Somuncu Baba, küreğin üzerine koyduğu çömleği fırına sürmeye çalıştı ama, nafile! O küçük çömlek fırına bir türlü girmiyordu!..
Somuncu Baba, geride durup seyreden Emir Sultan'ın yüzüne baktı ve yüzünde beliren tatlı bir tebessümle konuştu: "
- Anladım... Bu işi ancak sen başarabilirsin!"
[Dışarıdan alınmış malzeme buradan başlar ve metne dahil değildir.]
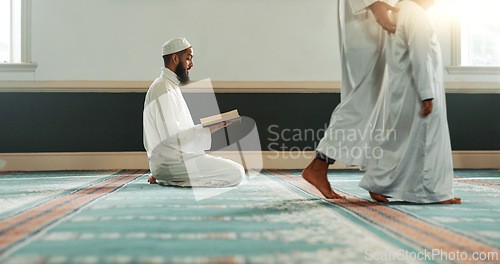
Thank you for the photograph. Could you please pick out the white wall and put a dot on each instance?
(234, 40)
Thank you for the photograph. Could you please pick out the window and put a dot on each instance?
(476, 41)
(15, 36)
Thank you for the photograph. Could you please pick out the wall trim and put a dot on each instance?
(218, 87)
(138, 160)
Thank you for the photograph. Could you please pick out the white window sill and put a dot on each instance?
(18, 67)
(473, 69)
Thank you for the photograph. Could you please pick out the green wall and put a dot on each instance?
(102, 122)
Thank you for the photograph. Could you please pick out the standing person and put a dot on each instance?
(363, 69)
(417, 167)
(175, 146)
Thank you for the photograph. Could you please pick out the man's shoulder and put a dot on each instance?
(159, 87)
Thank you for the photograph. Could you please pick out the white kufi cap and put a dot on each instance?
(175, 45)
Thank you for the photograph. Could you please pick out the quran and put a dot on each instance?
(231, 116)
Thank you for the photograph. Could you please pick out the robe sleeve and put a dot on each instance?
(420, 33)
(359, 6)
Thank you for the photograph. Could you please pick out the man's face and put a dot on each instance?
(184, 66)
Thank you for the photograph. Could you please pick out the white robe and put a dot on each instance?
(175, 146)
(416, 165)
(347, 139)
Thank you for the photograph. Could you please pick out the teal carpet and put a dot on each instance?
(275, 217)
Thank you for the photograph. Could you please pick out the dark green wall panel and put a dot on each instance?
(101, 122)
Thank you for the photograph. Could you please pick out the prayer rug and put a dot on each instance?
(274, 217)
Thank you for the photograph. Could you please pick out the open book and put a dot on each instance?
(231, 116)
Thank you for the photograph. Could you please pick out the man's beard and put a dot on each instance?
(182, 74)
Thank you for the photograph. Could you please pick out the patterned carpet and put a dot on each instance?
(275, 217)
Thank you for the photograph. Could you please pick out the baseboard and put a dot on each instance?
(92, 86)
(138, 160)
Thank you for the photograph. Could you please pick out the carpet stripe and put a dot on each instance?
(56, 197)
(18, 228)
(402, 225)
(485, 183)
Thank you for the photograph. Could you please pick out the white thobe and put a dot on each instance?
(347, 139)
(175, 146)
(416, 165)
Emir Sultan küreği aldı ve kolayca içeri sürmeyi başardı. Ama fırının içinde ateş yoktu ve soğuktu. Soran gözlerle ama tatlı bir tebessümle Somuncu Baba'ya baktı. Somuncu Baba yine aynı eda ile konuştu:
"- Bekle... Az sonra pişer!"
Karşılıklı gösterilen kerametlerden sonra iki ulu kişi birbirlerini tanıyıp dost olmuşlardı.
Niğbolu zaferinin anısına Bursa Ulucami'yi yaptıran Yıldırım Bayezıd, açılışı damadının yapmasının uygun olacağını düşünmüştü. Cuma günü, kalabalık cemaatin önünde seslendi:
"- Ya Emir! Kapıları sen aç ve cemaata vaaz edip Namaz kıldır. Veli kişi olduğun için bu şeref sana aittir!"
"- Hayır Sultanım! Bu şerefi Şeyh Ebü Hamideddin-i Aksarayi hazretlerine vermelisiniz!"
"- Bu zat kim ola ki?"
"- Belki duymuşsunuzdur Sultanım... Somuncu Baba derler bir ekmekçi koca vardır. Ulucami işçilerine de ekmek satmıştır. İşte bu zat O'dur!"
Somuncu Baba, "Ne ettin Emirim, bizi ele verdin!" diyerek bütün alçakgönüllülüğüyle camiyi açtı, kürsüye çıkıp vaaz ve nasihatlarda bulundu. Herkes O'na hayran olmuştu.
Rivayete göre Somuncu Baba camiin her kapısından aynı anda çıktı ve herkes elini öptü.
KAYNAK: Yeni Osmanlılar Derneği Web Sayfası
Hiç yorum yok:
Yorum Gönder
Yüksekten bakar ise Gönül yüksekte gezer, dem-be-dem yoldan azar, Dış yüzüne o sızar,içinde ne var ise...
Değerli yorumlarınız için çok teşekkürler...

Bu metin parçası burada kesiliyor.